Chartered Market Technician Lee Bohl explains what to look for and how to manage the “Double Bottom” technical chart pattern.

Most traders who have even a passing acquaintance with technical analysis have heard about a classic chart pattern called the double bottom. It looks like a "W" on the chart. The standard trading methodology suggests buying when the stock breaks out past the middle peak of the "W" and setting an initial target by adding the distance between the bottoms and the middle peak to the breakout price. (See figure 1). By buying the breakout a trader is hoping for a higher probability that the stock will reverse as opposed to going sideways. However, the temptation is always there to try and enter the trade earlier and capture some of the move up from the second bottom to the middle peak, which can sometimes be substantial, especially when the double bottom is quite tall.

Figure 1

The trade setup

If an earlier entry appeals to you, here are some possible clues you can look for: 

How the bottoms form in relationship to the Bollinger® Bands

In order to use Bollinger Bands to clarify bottoming formations we have to understand what they are really telling us. Bollinger Bands are in essence showing us what are relative highs and lows given changes in volatility. For example, let’s say a stock runs up to a new high, then pulls back, and then moves back to a marginally higher high. That second high is obviously a higher high on an absolute basis. But is it really a higher high on a relative basis if market volatility picked up substantially when it was made? Bollinger Bands can help answer this question.
In my experience, buying into the second bottom is considered a better practice when it forms like this:

  • The first low is touching or outside the lower band.
  • The second low is inside the lower band.

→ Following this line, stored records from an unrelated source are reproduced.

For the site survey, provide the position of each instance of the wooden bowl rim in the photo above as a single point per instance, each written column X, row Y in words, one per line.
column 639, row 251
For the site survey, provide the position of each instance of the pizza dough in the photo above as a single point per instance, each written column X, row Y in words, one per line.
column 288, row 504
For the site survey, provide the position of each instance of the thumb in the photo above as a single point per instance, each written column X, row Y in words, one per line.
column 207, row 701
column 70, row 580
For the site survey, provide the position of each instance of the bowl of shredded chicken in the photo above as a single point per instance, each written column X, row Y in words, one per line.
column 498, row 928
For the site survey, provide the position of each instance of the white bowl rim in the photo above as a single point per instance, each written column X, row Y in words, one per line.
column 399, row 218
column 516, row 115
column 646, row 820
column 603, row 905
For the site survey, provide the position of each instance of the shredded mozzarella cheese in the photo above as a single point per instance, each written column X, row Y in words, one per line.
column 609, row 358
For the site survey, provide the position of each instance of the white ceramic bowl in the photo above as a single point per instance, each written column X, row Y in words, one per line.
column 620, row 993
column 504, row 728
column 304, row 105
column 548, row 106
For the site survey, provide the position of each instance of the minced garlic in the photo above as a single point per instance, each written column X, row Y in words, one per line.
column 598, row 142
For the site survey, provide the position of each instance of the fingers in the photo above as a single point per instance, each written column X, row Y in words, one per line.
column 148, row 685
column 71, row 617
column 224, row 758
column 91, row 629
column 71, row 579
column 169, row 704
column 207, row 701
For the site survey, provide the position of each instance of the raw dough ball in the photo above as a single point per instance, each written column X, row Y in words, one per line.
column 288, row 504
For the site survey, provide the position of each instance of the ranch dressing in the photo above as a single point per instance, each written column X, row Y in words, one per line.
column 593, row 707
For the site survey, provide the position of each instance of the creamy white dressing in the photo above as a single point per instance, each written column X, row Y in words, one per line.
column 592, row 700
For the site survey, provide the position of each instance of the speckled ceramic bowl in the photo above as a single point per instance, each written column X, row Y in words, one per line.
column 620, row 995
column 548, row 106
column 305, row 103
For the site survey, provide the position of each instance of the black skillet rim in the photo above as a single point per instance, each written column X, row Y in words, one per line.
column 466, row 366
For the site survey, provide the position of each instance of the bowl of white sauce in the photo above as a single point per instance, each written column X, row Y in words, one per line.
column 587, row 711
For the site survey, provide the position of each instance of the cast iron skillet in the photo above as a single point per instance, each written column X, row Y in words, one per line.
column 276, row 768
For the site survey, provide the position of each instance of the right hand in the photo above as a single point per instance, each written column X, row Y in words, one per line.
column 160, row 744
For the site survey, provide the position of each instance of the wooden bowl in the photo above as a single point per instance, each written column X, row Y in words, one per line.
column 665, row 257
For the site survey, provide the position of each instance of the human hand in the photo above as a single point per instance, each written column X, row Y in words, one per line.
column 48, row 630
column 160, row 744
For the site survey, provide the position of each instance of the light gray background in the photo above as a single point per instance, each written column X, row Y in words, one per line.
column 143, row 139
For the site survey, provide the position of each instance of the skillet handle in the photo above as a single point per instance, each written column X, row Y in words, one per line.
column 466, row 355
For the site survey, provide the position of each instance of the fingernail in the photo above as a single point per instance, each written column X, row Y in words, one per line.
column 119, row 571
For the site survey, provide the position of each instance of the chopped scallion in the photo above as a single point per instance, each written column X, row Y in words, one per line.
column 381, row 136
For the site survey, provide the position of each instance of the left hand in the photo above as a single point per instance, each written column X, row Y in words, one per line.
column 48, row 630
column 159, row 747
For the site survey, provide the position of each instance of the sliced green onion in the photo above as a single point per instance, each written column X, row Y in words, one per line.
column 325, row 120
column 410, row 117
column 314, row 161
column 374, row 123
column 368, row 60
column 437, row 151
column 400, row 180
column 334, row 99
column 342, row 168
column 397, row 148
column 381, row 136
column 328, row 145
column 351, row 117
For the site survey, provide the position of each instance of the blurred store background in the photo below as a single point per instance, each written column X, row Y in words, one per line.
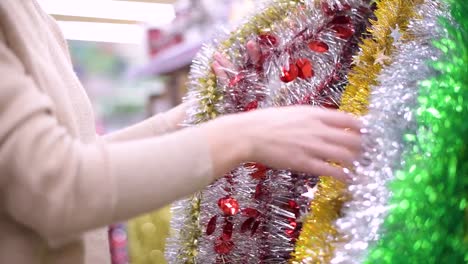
column 133, row 57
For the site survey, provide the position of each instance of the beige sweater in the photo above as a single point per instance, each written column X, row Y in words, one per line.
column 58, row 180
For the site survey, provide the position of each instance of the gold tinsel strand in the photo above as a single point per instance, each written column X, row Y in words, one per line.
column 315, row 241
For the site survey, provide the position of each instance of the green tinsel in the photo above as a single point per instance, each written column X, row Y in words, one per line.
column 428, row 216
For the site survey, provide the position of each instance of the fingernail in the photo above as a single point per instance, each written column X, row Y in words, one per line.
column 218, row 55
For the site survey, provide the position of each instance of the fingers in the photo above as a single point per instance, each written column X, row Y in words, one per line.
column 253, row 50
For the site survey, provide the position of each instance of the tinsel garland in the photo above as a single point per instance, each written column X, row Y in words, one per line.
column 392, row 16
column 389, row 118
column 253, row 214
column 429, row 194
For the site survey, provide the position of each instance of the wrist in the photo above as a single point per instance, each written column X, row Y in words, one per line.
column 228, row 144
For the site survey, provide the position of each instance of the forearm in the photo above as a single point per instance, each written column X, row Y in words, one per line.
column 157, row 125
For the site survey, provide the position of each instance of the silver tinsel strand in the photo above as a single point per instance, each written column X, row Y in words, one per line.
column 267, row 238
column 390, row 116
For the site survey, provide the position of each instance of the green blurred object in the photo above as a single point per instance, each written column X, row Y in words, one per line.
column 428, row 216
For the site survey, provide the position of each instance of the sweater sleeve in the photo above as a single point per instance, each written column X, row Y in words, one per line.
column 60, row 187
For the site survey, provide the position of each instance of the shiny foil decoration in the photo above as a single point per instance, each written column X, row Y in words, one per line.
column 390, row 117
column 426, row 221
column 254, row 214
column 375, row 52
column 315, row 242
column 318, row 247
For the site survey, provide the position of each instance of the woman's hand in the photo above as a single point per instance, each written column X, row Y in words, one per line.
column 301, row 138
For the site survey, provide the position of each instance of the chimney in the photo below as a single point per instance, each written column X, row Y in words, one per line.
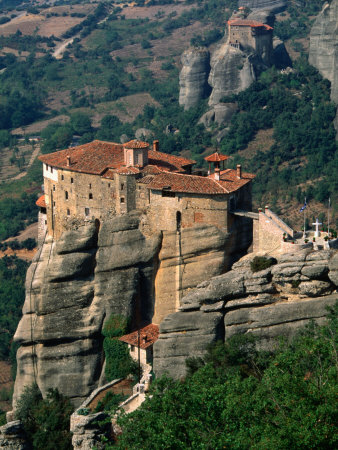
column 239, row 171
column 156, row 145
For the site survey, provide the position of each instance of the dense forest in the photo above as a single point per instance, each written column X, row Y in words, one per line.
column 241, row 398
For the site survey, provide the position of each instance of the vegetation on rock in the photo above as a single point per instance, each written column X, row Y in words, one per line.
column 241, row 398
column 119, row 363
column 12, row 295
column 45, row 421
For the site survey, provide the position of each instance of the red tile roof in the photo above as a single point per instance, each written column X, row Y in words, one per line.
column 136, row 144
column 148, row 335
column 41, row 202
column 171, row 163
column 186, row 183
column 216, row 157
column 98, row 156
column 249, row 23
column 229, row 180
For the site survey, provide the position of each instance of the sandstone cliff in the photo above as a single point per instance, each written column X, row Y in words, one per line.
column 232, row 71
column 74, row 284
column 194, row 77
column 324, row 47
column 273, row 302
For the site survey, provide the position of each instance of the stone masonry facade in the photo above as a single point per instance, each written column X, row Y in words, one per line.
column 98, row 181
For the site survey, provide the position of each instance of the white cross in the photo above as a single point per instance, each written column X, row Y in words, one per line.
column 317, row 234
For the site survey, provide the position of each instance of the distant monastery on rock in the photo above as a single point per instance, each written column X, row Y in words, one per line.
column 99, row 180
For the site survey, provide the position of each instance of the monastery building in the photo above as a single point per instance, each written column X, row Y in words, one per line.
column 100, row 179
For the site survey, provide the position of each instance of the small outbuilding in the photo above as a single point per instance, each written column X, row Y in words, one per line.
column 143, row 339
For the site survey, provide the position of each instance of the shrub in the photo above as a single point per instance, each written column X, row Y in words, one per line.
column 45, row 421
column 261, row 263
column 119, row 363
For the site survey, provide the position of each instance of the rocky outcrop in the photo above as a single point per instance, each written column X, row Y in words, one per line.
column 76, row 283
column 269, row 303
column 13, row 437
column 324, row 47
column 232, row 71
column 281, row 58
column 271, row 5
column 194, row 77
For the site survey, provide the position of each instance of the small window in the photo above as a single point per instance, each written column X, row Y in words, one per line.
column 168, row 194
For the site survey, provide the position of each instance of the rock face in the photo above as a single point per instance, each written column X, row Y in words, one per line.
column 76, row 283
column 194, row 77
column 232, row 71
column 12, row 437
column 271, row 5
column 272, row 302
column 324, row 46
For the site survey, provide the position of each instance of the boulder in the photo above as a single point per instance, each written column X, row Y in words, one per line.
column 13, row 437
column 281, row 57
column 232, row 71
column 333, row 269
column 314, row 288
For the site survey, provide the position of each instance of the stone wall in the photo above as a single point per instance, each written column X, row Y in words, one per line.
column 268, row 234
column 270, row 303
column 74, row 198
column 193, row 209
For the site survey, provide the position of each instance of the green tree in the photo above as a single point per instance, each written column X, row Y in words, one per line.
column 119, row 363
column 240, row 398
column 45, row 421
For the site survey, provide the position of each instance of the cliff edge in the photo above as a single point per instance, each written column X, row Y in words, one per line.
column 324, row 47
column 269, row 303
column 76, row 283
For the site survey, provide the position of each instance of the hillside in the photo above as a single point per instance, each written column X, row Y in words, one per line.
column 60, row 60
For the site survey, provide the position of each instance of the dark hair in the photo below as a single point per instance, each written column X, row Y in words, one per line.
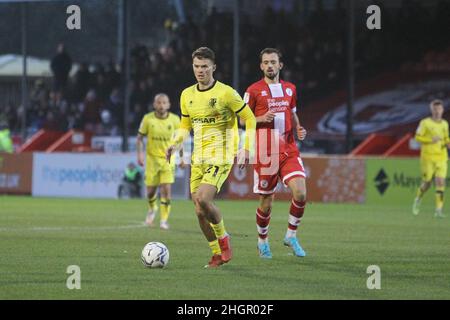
column 437, row 102
column 204, row 53
column 269, row 51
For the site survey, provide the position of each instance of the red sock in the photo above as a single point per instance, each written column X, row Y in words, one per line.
column 296, row 214
column 262, row 223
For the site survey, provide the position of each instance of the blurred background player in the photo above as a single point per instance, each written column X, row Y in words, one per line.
column 274, row 103
column 131, row 185
column 159, row 127
column 6, row 144
column 433, row 135
column 211, row 108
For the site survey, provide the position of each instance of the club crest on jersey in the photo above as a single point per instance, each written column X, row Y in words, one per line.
column 212, row 102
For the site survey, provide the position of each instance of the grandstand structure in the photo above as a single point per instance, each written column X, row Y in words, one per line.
column 397, row 68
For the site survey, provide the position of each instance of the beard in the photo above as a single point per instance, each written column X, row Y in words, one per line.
column 271, row 75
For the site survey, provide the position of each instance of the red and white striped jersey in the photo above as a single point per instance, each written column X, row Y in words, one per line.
column 277, row 136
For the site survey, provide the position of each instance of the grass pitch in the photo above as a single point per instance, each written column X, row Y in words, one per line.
column 41, row 237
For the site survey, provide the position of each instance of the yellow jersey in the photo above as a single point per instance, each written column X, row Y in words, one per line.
column 427, row 129
column 159, row 132
column 212, row 115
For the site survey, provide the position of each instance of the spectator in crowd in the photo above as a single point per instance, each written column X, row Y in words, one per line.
column 6, row 144
column 61, row 64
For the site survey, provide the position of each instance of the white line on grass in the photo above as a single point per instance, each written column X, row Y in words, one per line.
column 90, row 228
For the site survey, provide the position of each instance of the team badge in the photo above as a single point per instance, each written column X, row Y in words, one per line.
column 212, row 102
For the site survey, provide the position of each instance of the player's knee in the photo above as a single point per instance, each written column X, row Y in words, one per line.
column 266, row 206
column 299, row 195
column 203, row 203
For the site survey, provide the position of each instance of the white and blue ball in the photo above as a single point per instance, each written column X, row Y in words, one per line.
column 155, row 255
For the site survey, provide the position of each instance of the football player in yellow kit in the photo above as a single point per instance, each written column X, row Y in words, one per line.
column 159, row 127
column 210, row 108
column 433, row 135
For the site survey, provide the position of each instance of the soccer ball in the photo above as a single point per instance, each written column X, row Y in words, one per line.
column 155, row 255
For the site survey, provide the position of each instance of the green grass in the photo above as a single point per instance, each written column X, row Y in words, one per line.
column 40, row 237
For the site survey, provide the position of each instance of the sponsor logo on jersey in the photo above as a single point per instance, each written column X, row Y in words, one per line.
column 161, row 139
column 204, row 120
column 272, row 103
column 246, row 97
column 264, row 183
column 212, row 102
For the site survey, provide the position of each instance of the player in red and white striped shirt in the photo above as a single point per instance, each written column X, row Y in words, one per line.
column 274, row 102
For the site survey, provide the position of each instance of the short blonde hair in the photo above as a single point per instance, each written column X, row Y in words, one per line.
column 436, row 102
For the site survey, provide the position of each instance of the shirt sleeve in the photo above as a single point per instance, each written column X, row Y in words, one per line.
column 294, row 100
column 235, row 102
column 143, row 127
column 421, row 133
column 185, row 123
column 447, row 135
column 250, row 99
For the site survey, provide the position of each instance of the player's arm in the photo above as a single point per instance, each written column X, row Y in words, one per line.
column 250, row 100
column 140, row 149
column 181, row 134
column 301, row 131
column 183, row 131
column 142, row 132
column 447, row 137
column 421, row 135
column 248, row 118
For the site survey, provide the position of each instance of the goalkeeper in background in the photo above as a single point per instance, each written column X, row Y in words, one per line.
column 433, row 135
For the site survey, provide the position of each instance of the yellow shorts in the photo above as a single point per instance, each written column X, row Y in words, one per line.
column 433, row 168
column 159, row 171
column 209, row 174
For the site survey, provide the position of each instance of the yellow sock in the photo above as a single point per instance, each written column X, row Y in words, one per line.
column 439, row 198
column 215, row 248
column 165, row 209
column 152, row 205
column 419, row 193
column 219, row 229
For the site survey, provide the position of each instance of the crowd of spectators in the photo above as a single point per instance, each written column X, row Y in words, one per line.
column 314, row 57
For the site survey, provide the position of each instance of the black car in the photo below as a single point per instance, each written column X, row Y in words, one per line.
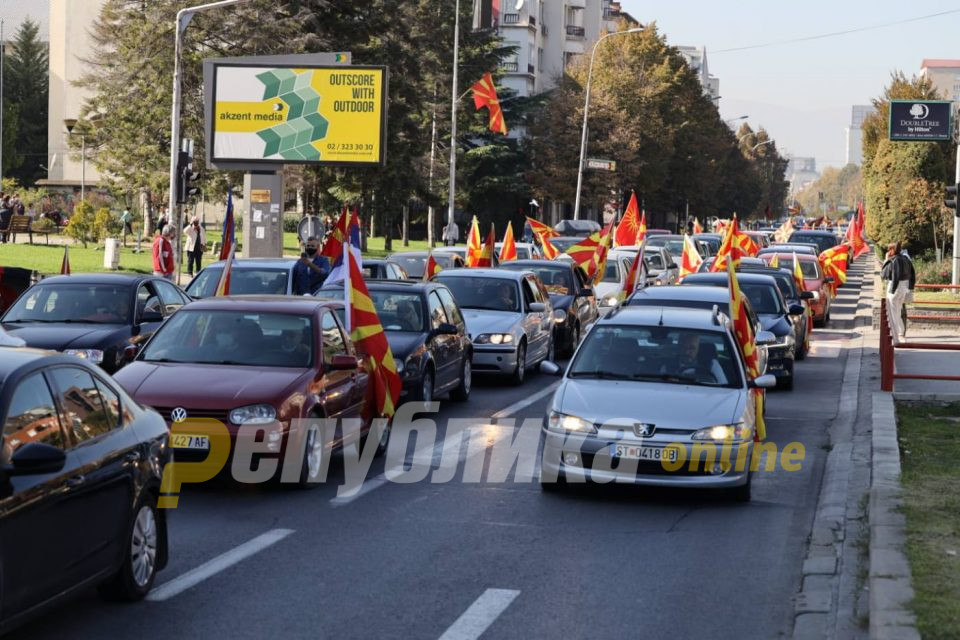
column 573, row 300
column 427, row 336
column 379, row 269
column 774, row 314
column 80, row 472
column 103, row 317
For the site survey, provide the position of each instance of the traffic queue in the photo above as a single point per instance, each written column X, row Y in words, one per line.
column 668, row 360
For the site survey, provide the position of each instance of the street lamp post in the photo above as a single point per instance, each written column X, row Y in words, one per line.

The second low can be higher or lower than the first low. The fact that the second low is within the lower band is telling us that it is a higher low on a relative basis. This fact allows us to consider buying the second low, even if it is lower than the first one with, for me, added confidence.

How the RSI behaves when the bottoms form

The RSI is a type of indicator called a momentum oscillator and is commonly used to detect overbought and oversold conditions. Welles Wilder, who developed the indicator in 1978, felt the most effective use of the RSI was looking for divergences to help identify potential changes in trend. For a double bottom we would like to see the second bottom form at the same or slightly lower price level than the first, with the RSI having a higher value at the second bottom than at the first. What all this is telling us it that the second low is being made with less momentum than the first.

Where the bottoms form in relation to moving averages

I have found that double bottoms tend to be more reliable if they form under a moving average of appropriate length. For shorter-term bottoms I check to see if they are forming under the fifty day moving average. Longer-term bottoms should form under the 200-day moving average.

Volume pattern

Double bottoms tend to be more reliable if the volume as the second bottom forms is less than was seen on the first bottom. Also, it is better if volume is generally declining as the pattern progresses.

Overall market environment

Buying a stock near the second bottom is a bullish trade and bullish trades obviously work out more often if the overall market is bullish too. One simple method I use to assess the health of the market is to look at the slope of the 100 day simple moving average of an index that contains stocks similar to the one I want to trade. For example if I am attempting to pick a bottom in a large cap technology stock, I’ll look to see if the 100 day moving average of the NASDAQ 100 is sloped up.

Figure 2 shows a typical set up.

Figure 2

Managing the trade: The two-stage approach

Once the second bottom is identified with the characteristics listed above, I typically wait for some type of confirmation. This could be a close near the high of the day with an increase in volume, or even better, seeing the stock trade above the high of the previous day. For the target, I will sell at the rally high (middle peak of the “W”) which often acts as a resistance level. If the stock moves against me I will consider exiting if it trades below the lower of the two lows.

If the stock reaches my initial target of the rally high, I will sell and take a profit. However, I am not necessarily done with the trade. Remember that if the stock can clear the middle peak of the “W”, the odds increase that that the stock is really reversing its previous trend. If that occurs, I will buy back into the stock with an initial profit objective based on the classic method of adding the distance between the bottoms and the middle peak to the breakout price. Naturally there are no guarantees that the stock will achieve this target price. If the stock doesn’t reach this objective and trades back below the middle peak I will exit the trade, hopefully for only a small loss.

This two-stage approach has several advantages. If the stock only makes it to the middle peak and then reverses, I should have a profit. If it does break out but then fails, I have a loss on the position I re-entered but the gain on my first trade generally still gives me an overall profit. Finally if the breakout succeeds and travels to the target, I will have captured almost the entire move from the very bottom of the formation.